Continuous governments have brought a variety of taxes to energy bills, from those designed to support the introduction of cleanliness capabilities to those designed to help poor families.
All of this is expensive, the Renewable Energy Foundation says, which puts the total cost of annual energy subsidies to be around £2.5 billion [$34.36B].
The origins date back to 1990, when Margaret Thatcher's government created a non-fossil fuel obligation, a tax on coal and gas generators.
Its purpose is to support the privatization of national nuclear power plants, which has created so expensive power that it cannot attract buyers.
The funds guarantee the guaranteed price of their power, but the main innovation is The cost of taxation is directly passed to consumers, which is an indispensable mechanism for collecting bills today.
Of all of these, the biggest tax is renewable energy obligations.
This tax awards certificates for wind, solar and other renewable generators for each megawatt-hour (MWH) generation, in addition to the electricity they receive.
At the same time, power suppliers are obliged to purchase certificates to compensate for their carbon emissions.
The result is a renewable energy gold rush with wind farms across the UK.
The scheme has since closed new participants, but it continues to account for £6.8 billion due to the length of the awarded contract [$9.35B] Lottery on the bill. The cumulative expenses since 2002 have reached £67 billion [$92B].
In 2008, Ed Miliband also helped create a Feed Tax (FITS) during his previous tenure as Energy Secretary to enhance small-scale renewable energy sources such as solar and low-carbon power generation.
This pays the property owners, who put the solar panels on the roof, even if they themselves use the power supply, for every power they generate. …Sniper…
Analysts at Cornwall Insights say the policy costs increased by £198 in total [$272B] Average consumer bills per year.
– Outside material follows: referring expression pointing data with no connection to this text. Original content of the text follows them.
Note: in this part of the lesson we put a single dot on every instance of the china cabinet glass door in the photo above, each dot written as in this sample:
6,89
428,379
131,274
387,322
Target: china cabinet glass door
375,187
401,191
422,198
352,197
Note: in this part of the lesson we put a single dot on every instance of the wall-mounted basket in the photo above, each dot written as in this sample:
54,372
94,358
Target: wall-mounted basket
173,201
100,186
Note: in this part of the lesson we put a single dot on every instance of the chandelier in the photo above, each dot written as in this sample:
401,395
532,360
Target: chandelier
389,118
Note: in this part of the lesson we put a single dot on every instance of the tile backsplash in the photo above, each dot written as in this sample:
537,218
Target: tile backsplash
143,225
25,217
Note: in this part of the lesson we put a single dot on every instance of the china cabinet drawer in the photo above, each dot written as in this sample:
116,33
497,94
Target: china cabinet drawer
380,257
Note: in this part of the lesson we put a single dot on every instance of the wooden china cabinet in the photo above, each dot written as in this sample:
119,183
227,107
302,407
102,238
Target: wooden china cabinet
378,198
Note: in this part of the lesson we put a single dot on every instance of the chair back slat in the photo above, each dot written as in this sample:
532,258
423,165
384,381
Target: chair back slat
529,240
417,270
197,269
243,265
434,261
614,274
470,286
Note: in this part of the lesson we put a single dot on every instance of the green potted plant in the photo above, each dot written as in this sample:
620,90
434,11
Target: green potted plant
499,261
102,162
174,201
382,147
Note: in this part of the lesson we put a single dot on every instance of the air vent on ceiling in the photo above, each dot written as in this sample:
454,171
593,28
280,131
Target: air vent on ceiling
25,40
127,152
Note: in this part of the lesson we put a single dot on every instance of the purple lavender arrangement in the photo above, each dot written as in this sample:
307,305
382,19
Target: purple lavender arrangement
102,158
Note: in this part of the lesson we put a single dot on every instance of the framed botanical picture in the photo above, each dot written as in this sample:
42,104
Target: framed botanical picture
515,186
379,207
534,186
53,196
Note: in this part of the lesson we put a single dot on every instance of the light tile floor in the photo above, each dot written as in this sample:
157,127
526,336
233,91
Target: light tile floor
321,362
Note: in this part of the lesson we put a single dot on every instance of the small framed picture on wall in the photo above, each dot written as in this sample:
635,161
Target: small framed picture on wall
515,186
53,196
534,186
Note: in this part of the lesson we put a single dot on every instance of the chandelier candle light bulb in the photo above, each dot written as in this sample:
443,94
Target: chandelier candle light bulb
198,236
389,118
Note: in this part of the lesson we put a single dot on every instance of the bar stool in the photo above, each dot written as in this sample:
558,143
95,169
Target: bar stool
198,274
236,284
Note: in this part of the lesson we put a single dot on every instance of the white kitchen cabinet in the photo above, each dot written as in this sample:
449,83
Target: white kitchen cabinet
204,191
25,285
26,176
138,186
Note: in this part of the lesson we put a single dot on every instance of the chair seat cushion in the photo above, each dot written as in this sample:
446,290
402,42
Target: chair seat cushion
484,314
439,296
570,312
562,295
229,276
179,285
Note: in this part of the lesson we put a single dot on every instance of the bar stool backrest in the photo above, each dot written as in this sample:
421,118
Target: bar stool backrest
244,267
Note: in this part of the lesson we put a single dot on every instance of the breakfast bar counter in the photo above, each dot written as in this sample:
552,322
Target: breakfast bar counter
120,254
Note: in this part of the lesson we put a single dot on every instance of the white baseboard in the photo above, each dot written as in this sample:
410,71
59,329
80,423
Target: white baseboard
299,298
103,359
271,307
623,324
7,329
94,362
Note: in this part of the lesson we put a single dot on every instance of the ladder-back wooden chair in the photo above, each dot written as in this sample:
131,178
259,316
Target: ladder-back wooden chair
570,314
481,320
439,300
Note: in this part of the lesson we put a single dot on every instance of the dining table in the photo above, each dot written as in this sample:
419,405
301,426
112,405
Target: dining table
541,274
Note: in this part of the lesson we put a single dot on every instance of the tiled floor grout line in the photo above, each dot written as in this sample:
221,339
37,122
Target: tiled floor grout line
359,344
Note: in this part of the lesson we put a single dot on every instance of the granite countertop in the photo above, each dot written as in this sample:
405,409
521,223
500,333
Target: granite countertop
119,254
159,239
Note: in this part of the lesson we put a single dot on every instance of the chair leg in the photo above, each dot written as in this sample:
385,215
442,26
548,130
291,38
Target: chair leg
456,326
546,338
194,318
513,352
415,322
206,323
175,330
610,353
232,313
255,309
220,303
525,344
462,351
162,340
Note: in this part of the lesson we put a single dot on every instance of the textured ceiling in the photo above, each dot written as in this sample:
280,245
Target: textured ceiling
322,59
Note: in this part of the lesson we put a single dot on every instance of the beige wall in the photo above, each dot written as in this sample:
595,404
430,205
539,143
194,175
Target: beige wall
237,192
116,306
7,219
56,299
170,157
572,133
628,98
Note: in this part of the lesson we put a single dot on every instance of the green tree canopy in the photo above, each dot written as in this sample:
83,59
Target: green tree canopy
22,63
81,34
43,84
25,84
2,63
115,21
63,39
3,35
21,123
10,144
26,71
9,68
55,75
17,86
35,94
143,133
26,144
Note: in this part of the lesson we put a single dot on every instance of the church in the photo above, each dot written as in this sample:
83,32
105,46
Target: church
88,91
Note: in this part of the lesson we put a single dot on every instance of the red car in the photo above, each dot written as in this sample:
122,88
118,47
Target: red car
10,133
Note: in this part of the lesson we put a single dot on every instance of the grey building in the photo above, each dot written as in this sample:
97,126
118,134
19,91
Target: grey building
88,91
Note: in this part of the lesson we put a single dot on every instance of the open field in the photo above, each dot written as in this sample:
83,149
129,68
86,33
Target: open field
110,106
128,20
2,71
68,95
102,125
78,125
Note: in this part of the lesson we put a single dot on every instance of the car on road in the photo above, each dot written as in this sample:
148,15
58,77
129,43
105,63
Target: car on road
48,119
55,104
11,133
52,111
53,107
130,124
These costs do not include the fastest growing subsidy of all, a contract for differentials (CFD), where low carbon generators can guarantee their power to fixed prices.
This means developers can safely build wind farms, solar farms or nuclear power plants to understand Even if the electricity market plummets, They will make a profit.
Last year, CFD subsidies increased by about £2.5 billion [$3.44B] For UK bills, you won't see information about charges as they are hidden in the wholesale price figures.